Like the image above, a subquery is a query written inside another query. It is a nested query that can retrieve data from several tables. It can also be used as a special filter based on the results of other queries.
The SQL execution order usually starts from the subquery, the nested query, then the parent query.
In this article, we will look at the use cases of subqueries and how you can use them to make a big difference.
SCENERIO 1:
Company A was trying to upskill her employees and asked them to purchase a course with an offer of a 60% discount. Let’s say we have two tables, “Employee” and “Order”.
You want to see employees that have already made an order or purchased. This can be achieved using a subquery.
SELECT employee_name
FROM employee
WHERE employee_id IN (SELECT employee_id FROM order);
In the example above, SQL executes the subquery first which is the ‘SELECT employee_id FROM order’. The subquery retrieves the employee IDs from the Order table. The second order of execution is the parent or outer query which is ‘SELECT employee_name FROM employee’.
The parent query fetches only the names of employees from the Employee table that have already purchased the course by using the employee_id from the Order table.
Furthermore, we also want to see employees who earn more than the average salary in the organization.
SELECT employee_name, salary
FROM employees
WHERE salary > (
SELECT AVG(salary)
FROM employees
WHERE department_id = employees.department_id
);
SCENERIO 2:
As a data analyst in a distribution company, you want to check for products being ordered and products a customer already purchased. A subquery can be used to derive this.
SELECT product_name
FROM products
WHERE product_id IN (
SELECT product_id
FROM order_details
WHERE order_id IN (
SELECT order_id
FROM orders
WHERE customer_id = 10
)
);
The SQL execution order runs ‘SELECT order_id FROM orders’ then runs ‘SELECT product_id FROM order_details’ given where order_id exists in the Orders table and finally, run the parent query by retrieving the product names from the product table where the condition stated in the above query is satisfied.
SCENERIO 3:
A new product known as Maggie was launched and you want to see customers who have placed more orders than the average number of orders per customer for the new product.
SELECT customer_id, COUNT(*) AS order_count
FROM orders
GROUP BY customer_id
HAVING COUNT(*) > (SELECT AVG(order_count) FROM (
SELECT customer_id, COUNT(*) AS order_count
FROM orders
WHERE product = 'Maggie'
GROUP BY customer_id
) AS avg_orders);
However, there can be complex SQL queries, and using a subquery might not be the best option. CTE, known as Common Table Expression, is an advanced SQL trick that can help you better and allows for query optimization.
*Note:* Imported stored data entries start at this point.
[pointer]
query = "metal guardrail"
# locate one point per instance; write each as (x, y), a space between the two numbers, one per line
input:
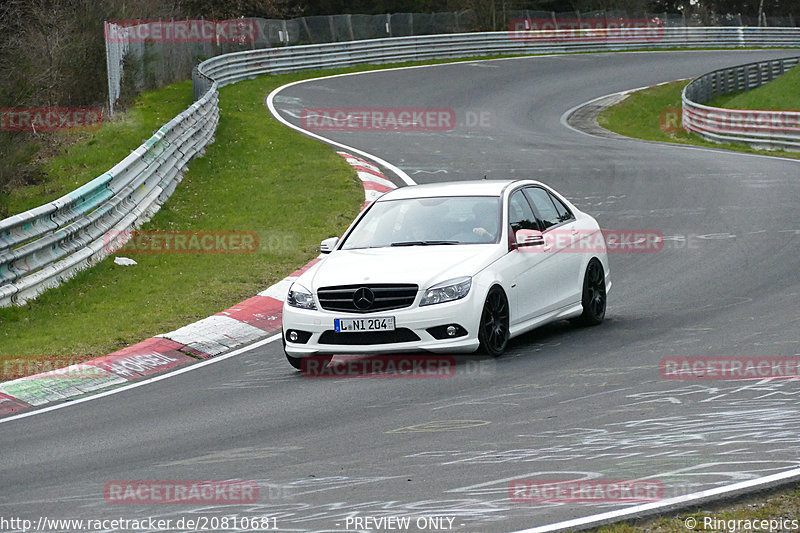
(761, 129)
(44, 246)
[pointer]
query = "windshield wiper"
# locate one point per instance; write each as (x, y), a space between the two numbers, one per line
(423, 243)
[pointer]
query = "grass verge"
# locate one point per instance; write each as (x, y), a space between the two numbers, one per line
(258, 176)
(782, 504)
(654, 114)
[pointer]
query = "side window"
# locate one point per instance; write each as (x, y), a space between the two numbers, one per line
(544, 206)
(564, 213)
(520, 214)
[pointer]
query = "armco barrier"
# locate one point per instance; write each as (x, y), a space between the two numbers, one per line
(760, 129)
(42, 247)
(46, 245)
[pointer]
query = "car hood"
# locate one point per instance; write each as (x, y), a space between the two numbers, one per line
(422, 265)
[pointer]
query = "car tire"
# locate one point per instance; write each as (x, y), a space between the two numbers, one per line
(593, 296)
(493, 332)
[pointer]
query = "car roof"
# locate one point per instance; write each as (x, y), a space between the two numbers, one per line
(455, 188)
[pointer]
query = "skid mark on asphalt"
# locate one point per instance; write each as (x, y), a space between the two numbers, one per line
(235, 455)
(436, 426)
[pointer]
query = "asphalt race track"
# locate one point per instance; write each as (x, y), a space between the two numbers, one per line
(563, 403)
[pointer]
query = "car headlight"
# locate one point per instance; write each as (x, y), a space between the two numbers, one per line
(300, 297)
(447, 291)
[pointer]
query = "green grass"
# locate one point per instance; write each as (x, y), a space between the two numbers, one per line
(654, 114)
(781, 94)
(90, 154)
(248, 181)
(776, 504)
(257, 176)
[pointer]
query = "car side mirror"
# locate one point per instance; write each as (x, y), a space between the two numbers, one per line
(529, 237)
(328, 245)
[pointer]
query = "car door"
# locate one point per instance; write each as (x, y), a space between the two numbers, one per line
(530, 296)
(563, 273)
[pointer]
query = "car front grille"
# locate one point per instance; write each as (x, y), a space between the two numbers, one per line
(368, 337)
(367, 298)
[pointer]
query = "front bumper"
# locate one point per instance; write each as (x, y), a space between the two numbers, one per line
(411, 330)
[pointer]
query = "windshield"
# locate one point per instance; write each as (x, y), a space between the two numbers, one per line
(428, 221)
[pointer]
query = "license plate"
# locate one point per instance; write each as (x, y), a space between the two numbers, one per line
(382, 323)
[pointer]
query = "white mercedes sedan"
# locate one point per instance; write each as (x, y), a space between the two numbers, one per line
(449, 268)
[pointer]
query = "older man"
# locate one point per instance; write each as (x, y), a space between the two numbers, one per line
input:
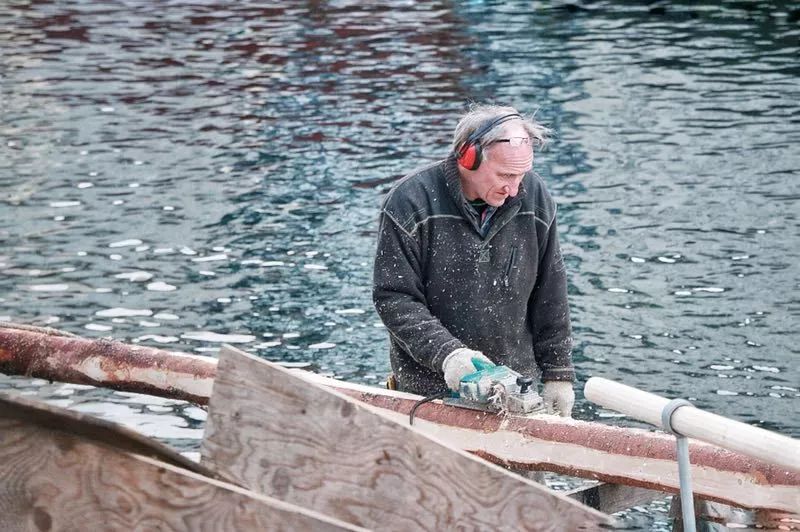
(469, 266)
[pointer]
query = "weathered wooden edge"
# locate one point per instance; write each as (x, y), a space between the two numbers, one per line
(611, 498)
(232, 357)
(120, 366)
(93, 429)
(103, 458)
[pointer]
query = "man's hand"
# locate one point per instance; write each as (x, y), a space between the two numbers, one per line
(558, 395)
(458, 364)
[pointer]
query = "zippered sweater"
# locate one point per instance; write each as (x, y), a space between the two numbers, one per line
(440, 284)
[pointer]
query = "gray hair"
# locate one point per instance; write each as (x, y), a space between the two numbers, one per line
(480, 114)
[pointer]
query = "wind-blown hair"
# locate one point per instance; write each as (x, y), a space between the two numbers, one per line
(480, 114)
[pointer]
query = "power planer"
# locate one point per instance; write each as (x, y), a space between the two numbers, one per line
(498, 389)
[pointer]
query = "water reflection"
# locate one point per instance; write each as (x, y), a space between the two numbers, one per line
(176, 174)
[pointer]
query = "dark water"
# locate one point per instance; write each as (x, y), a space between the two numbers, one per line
(172, 173)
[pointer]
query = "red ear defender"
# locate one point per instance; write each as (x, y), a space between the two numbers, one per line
(470, 155)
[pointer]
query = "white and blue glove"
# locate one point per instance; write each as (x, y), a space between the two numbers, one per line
(458, 364)
(558, 397)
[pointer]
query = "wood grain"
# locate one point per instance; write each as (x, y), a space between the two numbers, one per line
(54, 480)
(286, 437)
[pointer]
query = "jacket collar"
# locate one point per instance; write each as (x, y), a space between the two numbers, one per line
(456, 191)
(504, 213)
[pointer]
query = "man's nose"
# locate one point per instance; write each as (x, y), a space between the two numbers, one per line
(511, 190)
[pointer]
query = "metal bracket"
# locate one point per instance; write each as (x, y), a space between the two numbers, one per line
(684, 466)
(669, 409)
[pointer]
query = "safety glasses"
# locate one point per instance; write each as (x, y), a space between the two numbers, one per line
(515, 141)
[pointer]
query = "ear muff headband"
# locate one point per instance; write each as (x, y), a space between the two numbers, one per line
(470, 154)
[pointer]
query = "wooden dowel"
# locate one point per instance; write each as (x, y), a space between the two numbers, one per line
(695, 423)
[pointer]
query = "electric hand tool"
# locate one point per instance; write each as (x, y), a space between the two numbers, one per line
(496, 389)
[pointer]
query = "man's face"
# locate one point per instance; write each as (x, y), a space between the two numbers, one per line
(500, 175)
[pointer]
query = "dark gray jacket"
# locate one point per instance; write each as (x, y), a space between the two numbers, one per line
(440, 285)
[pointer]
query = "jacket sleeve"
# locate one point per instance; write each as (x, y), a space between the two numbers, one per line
(399, 296)
(549, 312)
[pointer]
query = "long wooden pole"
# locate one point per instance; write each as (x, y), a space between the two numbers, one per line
(695, 423)
(633, 457)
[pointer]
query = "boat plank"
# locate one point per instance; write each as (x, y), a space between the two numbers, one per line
(281, 435)
(54, 479)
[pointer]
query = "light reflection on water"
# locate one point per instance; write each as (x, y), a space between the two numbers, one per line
(171, 173)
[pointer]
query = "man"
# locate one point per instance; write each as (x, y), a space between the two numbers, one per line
(469, 266)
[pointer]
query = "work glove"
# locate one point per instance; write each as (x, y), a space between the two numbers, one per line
(558, 396)
(458, 364)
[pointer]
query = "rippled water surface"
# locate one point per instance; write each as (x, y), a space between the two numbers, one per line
(189, 174)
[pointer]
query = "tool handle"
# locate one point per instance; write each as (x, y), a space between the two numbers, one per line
(481, 364)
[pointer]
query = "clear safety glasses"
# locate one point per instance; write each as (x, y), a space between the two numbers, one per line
(515, 141)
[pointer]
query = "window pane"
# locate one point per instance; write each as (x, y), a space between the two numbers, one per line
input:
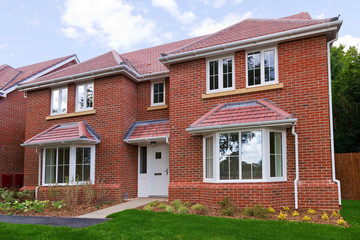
(63, 100)
(227, 72)
(55, 101)
(251, 155)
(209, 171)
(269, 63)
(143, 160)
(229, 155)
(89, 95)
(50, 165)
(276, 168)
(214, 75)
(254, 66)
(81, 97)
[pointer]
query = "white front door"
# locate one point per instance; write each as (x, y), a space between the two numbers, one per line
(155, 182)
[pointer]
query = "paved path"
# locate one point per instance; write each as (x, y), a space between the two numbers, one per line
(53, 221)
(130, 204)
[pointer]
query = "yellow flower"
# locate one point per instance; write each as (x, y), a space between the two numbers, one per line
(295, 213)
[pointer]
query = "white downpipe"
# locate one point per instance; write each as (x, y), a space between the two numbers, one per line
(39, 174)
(296, 166)
(331, 120)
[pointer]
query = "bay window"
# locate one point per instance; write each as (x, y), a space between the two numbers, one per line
(85, 97)
(68, 164)
(220, 74)
(59, 101)
(261, 67)
(245, 156)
CTEs in this case, make your query easier to read and understand at first glance hence why I’d prefer CTEs rather than using multiple nested queries.
Let’s look at a use case where you are to join multiple tables.
We will be making use of subquery in this scenario:
SELECT A.id, A.name, B.product, B.amount, C.country, C.state, C.lga, from (
SELECT id, name
FROM users
WHERE tbl_dt = '20230510'
) table_a A
LEFT JOIN
(
SELECT product, amount
FROM orders
WHERE total>100 and tbl_dt = '20230510'
) table_b B
ON A.user_id = B.id
LEFT JOIN
(
SELECT country, state, lga
FROM region
WHERE tbl_dt = '20230510'
) table_c C
ON A.user_id = C.id
Instead of the above query, a CTE can also be used to achieve this.
WITH table_a AS (
SELECT id, name
FROM users
WHERE tbl_dt = '20230510'
),
table_b AS (
SELECT product,amount
FROM orders
WHERE total>100 and tbl_dt = '20230510'
),
table_c AS(
SELECT country, state, lga
FROM region
WHERE tbl_dt = '20230510'
)
SELECT A .id, A.name, B.product, B.amount, C.country, C.state, C.lga, from
FROM table_a A
LEFT JOIN table_b B ON A.user_id = B.id
LEFT JOIN table_c C ON A.user_id = C.id
As seen in the above query, it can be easily read and allows for optimization.
CONCLUSION: A subquery is a powerful tool that allows us to retrieve specified data from different tables, extract complex insights, and filter and aggregate data dynamically which also empowers data professionals.
However, maximizing the use of subqueries and considering their performance implications is important, especially with large datasets.
Finally, it is essential to note that it is best to focus on the fundamentals and the application of your knowledge by working on projects. With constant practice, you get better and understand how it is being used.